Recently, the unique properties of graphene have become the focal point of material science and bioscience. Potential applications of graphene for nanoelectronics, and nanocomposites have been actively pursued. However, the biological applications of graphene remain largely unexplored.
In this study, we investigate the cell culture conditions, which are exposed to graphene onto polyethylene terephthalate (PET) using human neuroblastoma cell line, SH-SY5Y. In order to evaluate the cell viability and morphology, we check the MTT assay, LDH assay, caspase-3/7 activity, and fluorescence microscopy images stained with Hoechst 33342 and Calcein AM. As a result, neuroblastoma cells exhibited the 84% growth on the graphene when compare with cell curture plate (CCPS).

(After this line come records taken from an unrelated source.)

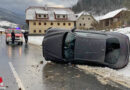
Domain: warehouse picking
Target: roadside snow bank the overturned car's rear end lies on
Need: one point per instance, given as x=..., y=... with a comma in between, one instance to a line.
x=121, y=76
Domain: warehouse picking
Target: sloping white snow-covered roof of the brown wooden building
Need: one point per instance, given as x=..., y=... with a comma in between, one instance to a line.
x=112, y=14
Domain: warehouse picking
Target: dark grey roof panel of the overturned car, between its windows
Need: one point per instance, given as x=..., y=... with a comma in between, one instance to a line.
x=90, y=47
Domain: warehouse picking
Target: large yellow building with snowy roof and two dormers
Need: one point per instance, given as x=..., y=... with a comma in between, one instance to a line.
x=40, y=19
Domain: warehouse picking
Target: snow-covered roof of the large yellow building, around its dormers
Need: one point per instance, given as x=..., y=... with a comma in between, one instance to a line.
x=32, y=11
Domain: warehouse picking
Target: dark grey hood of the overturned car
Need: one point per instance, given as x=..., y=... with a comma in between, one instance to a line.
x=53, y=46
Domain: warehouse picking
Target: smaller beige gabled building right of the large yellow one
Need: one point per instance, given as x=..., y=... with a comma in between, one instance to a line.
x=85, y=21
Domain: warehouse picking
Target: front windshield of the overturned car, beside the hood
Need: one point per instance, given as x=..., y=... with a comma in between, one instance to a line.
x=69, y=43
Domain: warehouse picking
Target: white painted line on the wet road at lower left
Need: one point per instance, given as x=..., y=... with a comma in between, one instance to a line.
x=20, y=85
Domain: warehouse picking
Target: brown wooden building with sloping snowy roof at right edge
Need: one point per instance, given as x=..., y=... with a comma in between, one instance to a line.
x=115, y=19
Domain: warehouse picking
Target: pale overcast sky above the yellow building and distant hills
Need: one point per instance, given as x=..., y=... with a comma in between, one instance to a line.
x=19, y=6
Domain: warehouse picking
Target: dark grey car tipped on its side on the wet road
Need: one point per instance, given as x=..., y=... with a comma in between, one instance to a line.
x=104, y=48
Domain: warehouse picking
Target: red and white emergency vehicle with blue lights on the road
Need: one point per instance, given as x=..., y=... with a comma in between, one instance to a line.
x=18, y=36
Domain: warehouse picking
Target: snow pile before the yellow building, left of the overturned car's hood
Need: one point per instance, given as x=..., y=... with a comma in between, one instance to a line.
x=36, y=40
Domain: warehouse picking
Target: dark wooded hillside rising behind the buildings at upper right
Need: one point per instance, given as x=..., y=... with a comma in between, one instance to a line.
x=98, y=7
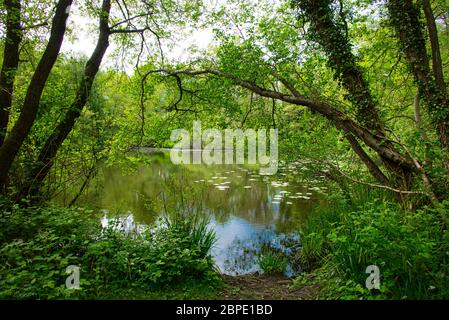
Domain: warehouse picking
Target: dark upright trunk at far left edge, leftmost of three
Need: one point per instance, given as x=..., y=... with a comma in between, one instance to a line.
x=10, y=62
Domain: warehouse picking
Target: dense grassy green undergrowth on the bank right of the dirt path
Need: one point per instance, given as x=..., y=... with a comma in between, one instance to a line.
x=411, y=250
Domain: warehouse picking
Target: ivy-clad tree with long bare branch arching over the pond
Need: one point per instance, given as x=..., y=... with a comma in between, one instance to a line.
x=327, y=27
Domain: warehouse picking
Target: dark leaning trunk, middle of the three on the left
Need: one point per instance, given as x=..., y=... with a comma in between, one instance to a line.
x=22, y=127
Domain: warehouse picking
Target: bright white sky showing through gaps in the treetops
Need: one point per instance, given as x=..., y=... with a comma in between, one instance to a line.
x=184, y=45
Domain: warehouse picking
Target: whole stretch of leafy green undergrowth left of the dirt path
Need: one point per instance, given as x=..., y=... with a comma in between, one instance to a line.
x=37, y=244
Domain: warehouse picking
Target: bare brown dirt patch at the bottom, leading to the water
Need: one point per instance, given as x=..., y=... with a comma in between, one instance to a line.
x=265, y=288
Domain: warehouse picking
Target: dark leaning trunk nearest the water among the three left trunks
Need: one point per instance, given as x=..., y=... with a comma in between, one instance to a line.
x=48, y=152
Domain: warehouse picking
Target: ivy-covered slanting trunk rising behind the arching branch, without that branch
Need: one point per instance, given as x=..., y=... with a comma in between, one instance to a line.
x=335, y=42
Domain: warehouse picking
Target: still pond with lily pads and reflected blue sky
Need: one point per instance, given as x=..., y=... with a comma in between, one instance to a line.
x=249, y=213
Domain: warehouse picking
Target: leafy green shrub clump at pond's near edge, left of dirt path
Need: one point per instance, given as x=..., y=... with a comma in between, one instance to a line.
x=154, y=260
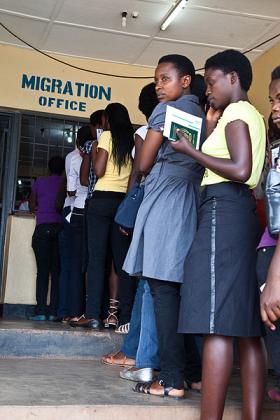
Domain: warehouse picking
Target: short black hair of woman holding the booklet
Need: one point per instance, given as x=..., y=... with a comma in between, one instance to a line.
x=232, y=60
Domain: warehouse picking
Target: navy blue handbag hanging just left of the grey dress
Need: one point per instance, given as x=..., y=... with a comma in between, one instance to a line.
x=128, y=209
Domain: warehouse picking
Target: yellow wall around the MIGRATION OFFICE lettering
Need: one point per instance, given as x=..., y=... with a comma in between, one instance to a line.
x=17, y=61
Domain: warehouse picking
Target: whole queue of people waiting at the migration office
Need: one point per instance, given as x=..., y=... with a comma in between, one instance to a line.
x=195, y=261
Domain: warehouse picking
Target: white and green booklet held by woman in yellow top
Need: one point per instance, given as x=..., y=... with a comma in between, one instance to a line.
x=189, y=124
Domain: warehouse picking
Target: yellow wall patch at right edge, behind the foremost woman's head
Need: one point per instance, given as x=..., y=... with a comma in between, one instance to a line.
x=262, y=68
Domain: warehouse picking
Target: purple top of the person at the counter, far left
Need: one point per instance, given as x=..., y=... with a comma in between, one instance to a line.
x=46, y=190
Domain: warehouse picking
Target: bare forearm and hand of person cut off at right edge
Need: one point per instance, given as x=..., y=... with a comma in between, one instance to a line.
x=270, y=297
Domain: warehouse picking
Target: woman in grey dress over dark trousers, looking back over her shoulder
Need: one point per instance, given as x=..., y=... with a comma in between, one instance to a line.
x=166, y=221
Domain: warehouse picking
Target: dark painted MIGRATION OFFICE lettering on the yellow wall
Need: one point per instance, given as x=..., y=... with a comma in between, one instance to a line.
x=64, y=95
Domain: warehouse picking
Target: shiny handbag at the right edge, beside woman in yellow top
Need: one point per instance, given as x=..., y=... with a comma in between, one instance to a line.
x=272, y=197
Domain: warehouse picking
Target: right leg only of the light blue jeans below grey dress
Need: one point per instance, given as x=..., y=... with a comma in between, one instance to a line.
x=147, y=353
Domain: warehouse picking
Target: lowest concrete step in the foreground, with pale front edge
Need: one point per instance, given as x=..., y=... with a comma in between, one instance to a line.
x=85, y=390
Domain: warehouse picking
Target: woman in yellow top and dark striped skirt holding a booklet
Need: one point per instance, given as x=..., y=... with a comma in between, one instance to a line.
x=220, y=294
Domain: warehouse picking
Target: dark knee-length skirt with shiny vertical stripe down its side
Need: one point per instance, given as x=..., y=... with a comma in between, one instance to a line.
x=220, y=291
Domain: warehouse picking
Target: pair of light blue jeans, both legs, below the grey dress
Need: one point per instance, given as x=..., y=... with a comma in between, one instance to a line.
x=141, y=341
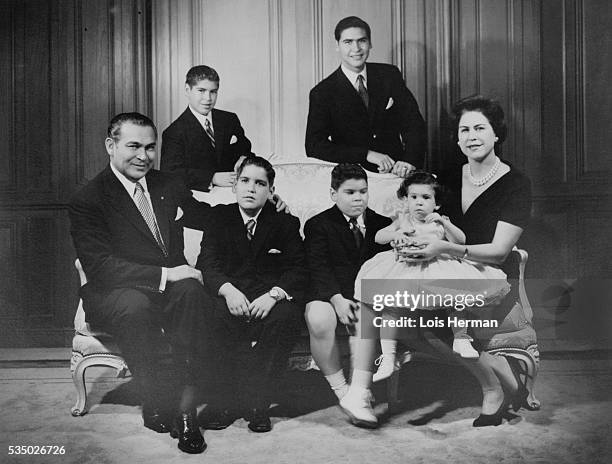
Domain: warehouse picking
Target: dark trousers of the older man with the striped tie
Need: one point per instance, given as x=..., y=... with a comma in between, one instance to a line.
x=135, y=317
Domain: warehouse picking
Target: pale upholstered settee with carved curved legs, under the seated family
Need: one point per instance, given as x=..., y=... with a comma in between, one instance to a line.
x=304, y=186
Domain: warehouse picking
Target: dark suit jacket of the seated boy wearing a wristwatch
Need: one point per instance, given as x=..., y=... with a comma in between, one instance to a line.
x=254, y=267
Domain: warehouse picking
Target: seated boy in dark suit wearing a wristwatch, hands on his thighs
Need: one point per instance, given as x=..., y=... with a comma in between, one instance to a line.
x=252, y=260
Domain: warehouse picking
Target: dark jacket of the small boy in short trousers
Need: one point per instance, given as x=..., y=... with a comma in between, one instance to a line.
x=332, y=255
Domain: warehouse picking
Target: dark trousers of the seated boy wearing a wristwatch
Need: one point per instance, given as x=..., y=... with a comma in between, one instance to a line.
x=250, y=356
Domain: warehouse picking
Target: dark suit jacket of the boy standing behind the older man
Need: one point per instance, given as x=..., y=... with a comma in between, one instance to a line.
x=187, y=149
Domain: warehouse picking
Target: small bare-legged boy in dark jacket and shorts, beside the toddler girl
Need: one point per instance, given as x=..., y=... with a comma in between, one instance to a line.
x=338, y=241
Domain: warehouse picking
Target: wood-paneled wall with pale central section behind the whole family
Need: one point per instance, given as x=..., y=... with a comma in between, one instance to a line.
x=68, y=65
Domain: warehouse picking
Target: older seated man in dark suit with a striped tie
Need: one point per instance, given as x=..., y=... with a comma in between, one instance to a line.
x=127, y=230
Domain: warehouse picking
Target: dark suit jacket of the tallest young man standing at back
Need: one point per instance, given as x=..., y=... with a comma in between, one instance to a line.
x=341, y=129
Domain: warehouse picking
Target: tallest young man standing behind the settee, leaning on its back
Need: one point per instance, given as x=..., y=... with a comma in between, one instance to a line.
x=364, y=113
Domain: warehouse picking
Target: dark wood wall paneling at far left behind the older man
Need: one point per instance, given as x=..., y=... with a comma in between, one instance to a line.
x=67, y=67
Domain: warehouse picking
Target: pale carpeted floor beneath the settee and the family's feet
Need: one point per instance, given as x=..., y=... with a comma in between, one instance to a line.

We investigate the effect of cell culture conditions, using functionalized graphene sheets with oxygen(-O) or fluorine(-F) as growth surfaces. The graphene surface is treated by plasma in O2 and C3F8 gas environment to functionalize graphene surface with oxygen or fluorine. SH-SY5Y cells exhibited approximately 138% viability on oxygenated graphene sheets and 50% viability on the fluorinated graphene sheet compared with pristine graphene sheets.
SH-SY5Y cells are cultured on the patterned graphene sheets. We use the metal mask to pattern the graphene surface. The exposed area from plasma treatment is partially oxygenated and the other area is fluorinated. SH-SY5Y cells are adhered on the oxygenated graphene surface and the adhesion of SH-SY5Y cells does not occurred on the fluorinated graphene surface. Cells growth is depending on the atomic state of graphene surface.
These results show that graphene can be a good candidate for the application to the fabrication of biological sensor, biomolecules patterning, and study of cell-surface interaction.